Although Ma and collaborator Justin Williams, the Vilas Distinguished Achievement Professor in biomedical engineering and neurological surgery at UW-Madison, patented the technology through the Wisconsin Alumni Research Foundation, they saw its potential for advancements in research. "That little step has already resulted in an explosion of research in this field," said Williams in the release. "We didn't want to keep this technology in our lab. We wanted to share it and expand the boundaries of its applications."
In a paper published on Oct. 13, 2016 in the journal Nature Protocols, the researchers described in great detail how to fabricate and use transparent graphene neural electrode arrays in applications in electrophysiology, fluorescent microscopy, optical coherence tomography, and optogenetics. "We described how to do these things so we can start working on the next generation," said Ma.
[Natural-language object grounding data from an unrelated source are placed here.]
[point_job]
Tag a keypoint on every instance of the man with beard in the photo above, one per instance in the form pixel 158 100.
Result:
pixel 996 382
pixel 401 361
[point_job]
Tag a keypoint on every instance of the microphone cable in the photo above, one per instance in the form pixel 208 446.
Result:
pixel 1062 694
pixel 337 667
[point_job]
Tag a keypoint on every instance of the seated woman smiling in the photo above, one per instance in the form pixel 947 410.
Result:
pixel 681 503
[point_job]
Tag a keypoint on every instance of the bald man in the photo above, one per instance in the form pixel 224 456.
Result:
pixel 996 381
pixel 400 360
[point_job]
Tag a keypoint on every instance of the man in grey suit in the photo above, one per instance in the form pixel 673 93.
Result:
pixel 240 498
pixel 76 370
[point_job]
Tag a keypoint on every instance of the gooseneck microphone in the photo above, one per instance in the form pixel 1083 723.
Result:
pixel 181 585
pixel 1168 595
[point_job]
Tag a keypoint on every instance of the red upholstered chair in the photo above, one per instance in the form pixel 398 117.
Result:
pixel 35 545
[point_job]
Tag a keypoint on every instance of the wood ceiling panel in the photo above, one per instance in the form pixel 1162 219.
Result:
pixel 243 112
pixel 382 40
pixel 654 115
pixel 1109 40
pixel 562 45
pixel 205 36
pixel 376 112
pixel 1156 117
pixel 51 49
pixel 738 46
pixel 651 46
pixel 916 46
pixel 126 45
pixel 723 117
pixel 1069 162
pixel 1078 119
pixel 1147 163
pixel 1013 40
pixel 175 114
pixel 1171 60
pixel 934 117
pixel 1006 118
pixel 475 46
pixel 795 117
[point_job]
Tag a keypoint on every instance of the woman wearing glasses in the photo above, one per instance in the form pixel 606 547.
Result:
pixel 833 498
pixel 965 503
Now, not only are the UW-Madison researchers looking at ways to improve and build upon the technology, they also are seeking to expand its applications from neuroscience into areas such as research of stroke, epilepsy, Parkinson’s disease, cardiac conditions, and many others. And they hope other researchers do the same.
"This paper is a gateway for other groups to explore the huge potential from here," said Ma. "Our technology demonstrates one of the key in vivo applications of graphene. We expect more revolutionary research will follow in this interdisciplinary field."
Funding for the initial research came from the Reliable Neural-Interface Technology program at the U.S. Defense Advanced Research Projects Agency.